Reproducible: Always

Steps to Reproduce:
1. set dom0-cpus = X where X>0 and X<[CPUS in your system] in /etc/xen/xend-config.sxp
2. reboot or just rcxend restart
Actual Results:  
- [xenwatch_cb] is running 100% cpu and makes var log entry every 65 sec BUG: soft lockup - CPU#X stuck for 61s!
- xm commands not work
- xend is dead


Expected Results:  
No error

Dell Server 2xquadcore=8 CPU, 8Gb Ram installed.
Comment 1 Jan Beulich 2009-12-01 11:44:56 UTC
This appears to also be a problem in native code (introduced in 2.6.30): If a CPU gets hot plugged while check_interval is zero (modifiable to zero via /sys, defaulting to zero on Xen), mce_timer will never get set up, and a subsequent del_timer() can't lock the timer as its base is NULL. Hence I'll get a patch submitted upstream first.
Comment 2 Jan Beulich 2009-12-01 11:47:49 UTC
Workaround for the time being would be "mce=off" on the kernel command line.
Comment 3 Udo Attila Fischer 2009-12-02 11:33:50 UTC
Another workaround is to define vcpu number at boot time (submitted by Vladislav Karpenko on the xen-users list).

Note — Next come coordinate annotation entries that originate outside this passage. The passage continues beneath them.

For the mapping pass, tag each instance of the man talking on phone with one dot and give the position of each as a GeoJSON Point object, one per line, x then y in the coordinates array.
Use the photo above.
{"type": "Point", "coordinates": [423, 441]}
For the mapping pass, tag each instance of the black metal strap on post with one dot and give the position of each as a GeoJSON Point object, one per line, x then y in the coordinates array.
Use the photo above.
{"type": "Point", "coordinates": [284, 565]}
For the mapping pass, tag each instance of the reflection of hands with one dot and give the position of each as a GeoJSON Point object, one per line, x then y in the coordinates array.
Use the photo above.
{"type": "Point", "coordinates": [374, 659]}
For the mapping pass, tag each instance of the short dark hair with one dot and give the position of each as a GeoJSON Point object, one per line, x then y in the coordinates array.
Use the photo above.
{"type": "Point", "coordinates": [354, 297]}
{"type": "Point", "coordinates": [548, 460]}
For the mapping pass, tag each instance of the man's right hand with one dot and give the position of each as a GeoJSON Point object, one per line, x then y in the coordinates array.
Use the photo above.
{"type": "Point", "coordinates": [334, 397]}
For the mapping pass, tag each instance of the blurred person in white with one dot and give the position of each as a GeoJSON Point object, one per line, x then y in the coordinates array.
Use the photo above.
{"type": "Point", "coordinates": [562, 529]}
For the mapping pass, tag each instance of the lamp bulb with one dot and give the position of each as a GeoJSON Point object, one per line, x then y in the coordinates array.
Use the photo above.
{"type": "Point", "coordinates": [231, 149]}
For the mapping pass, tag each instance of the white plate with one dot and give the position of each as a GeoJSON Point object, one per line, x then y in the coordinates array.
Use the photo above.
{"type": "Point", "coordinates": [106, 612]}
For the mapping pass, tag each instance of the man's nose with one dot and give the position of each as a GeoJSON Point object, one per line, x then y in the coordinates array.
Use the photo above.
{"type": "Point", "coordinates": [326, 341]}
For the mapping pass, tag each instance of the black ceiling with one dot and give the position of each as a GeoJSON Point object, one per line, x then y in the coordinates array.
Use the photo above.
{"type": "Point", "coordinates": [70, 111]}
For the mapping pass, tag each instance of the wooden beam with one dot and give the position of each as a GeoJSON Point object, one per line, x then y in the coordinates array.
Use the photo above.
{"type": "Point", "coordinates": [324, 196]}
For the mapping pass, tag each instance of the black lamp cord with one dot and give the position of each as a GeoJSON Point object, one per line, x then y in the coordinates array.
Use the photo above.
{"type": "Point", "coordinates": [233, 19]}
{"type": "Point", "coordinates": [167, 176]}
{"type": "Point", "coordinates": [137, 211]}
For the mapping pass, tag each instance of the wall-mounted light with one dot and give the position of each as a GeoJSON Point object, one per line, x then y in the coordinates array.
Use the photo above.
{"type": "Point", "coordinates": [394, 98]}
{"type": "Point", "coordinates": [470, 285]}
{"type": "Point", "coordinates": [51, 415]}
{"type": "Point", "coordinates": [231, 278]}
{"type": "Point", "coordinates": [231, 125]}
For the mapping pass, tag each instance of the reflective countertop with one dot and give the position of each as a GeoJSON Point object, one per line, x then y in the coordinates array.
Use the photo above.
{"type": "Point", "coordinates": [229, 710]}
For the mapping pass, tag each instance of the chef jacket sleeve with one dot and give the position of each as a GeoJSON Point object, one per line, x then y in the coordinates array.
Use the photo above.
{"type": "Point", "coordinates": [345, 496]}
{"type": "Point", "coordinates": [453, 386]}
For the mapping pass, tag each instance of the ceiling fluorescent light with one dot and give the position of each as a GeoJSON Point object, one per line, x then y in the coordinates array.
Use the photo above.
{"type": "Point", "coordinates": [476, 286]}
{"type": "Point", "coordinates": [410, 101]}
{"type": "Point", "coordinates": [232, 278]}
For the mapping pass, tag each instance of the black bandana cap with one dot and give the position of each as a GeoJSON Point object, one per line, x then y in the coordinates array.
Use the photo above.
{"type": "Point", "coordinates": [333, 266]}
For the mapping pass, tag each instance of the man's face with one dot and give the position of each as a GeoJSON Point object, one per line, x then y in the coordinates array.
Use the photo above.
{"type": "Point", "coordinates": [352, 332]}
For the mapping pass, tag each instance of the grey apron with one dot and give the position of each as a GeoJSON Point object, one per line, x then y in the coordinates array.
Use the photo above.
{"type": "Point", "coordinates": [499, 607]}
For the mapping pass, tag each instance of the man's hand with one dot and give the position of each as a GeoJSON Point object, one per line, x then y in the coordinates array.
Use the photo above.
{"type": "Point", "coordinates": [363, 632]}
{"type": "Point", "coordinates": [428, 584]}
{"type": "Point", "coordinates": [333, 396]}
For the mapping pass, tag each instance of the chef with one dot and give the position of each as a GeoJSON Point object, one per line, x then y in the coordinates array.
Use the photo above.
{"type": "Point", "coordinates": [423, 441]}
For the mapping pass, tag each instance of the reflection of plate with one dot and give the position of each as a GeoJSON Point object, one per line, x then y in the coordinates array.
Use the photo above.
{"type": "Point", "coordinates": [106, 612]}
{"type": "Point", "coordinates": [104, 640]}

add boot option dom0_max_vcpus=1 to menu.lst to the xen kernel parameter list like that

 kernel /xen.gz dom0_mem=512M dom0_vcpus_pin dom0_max_vcpus=1

this will set the cpu at boot time ( coldplug :) ) and the hotplug issue does not happen.

-----------------------------

But if I understand the problem, it should occourt as well in opensuse 11.2 DomUs when changing the ammount of VCPUs at runtime...
Comment 4 Jan Beulich 2009-12-10 07:42:34 UTC
*** Bug 561607 has been marked as a duplicate of this bug. ***
Comment 5 Jan Beulich 2009-12-21 10:46:47 UTC
This should now be fixed with the import of 2.6.31.9 (and for HEAD/Factory 2.6.32.2), going to be available with a future kernel maintenance update.
Comment 6 Jan Beulich 2010-01-14 08:19:56 UTC
*** Bug 570443 has been marked as a duplicate of this bug. ***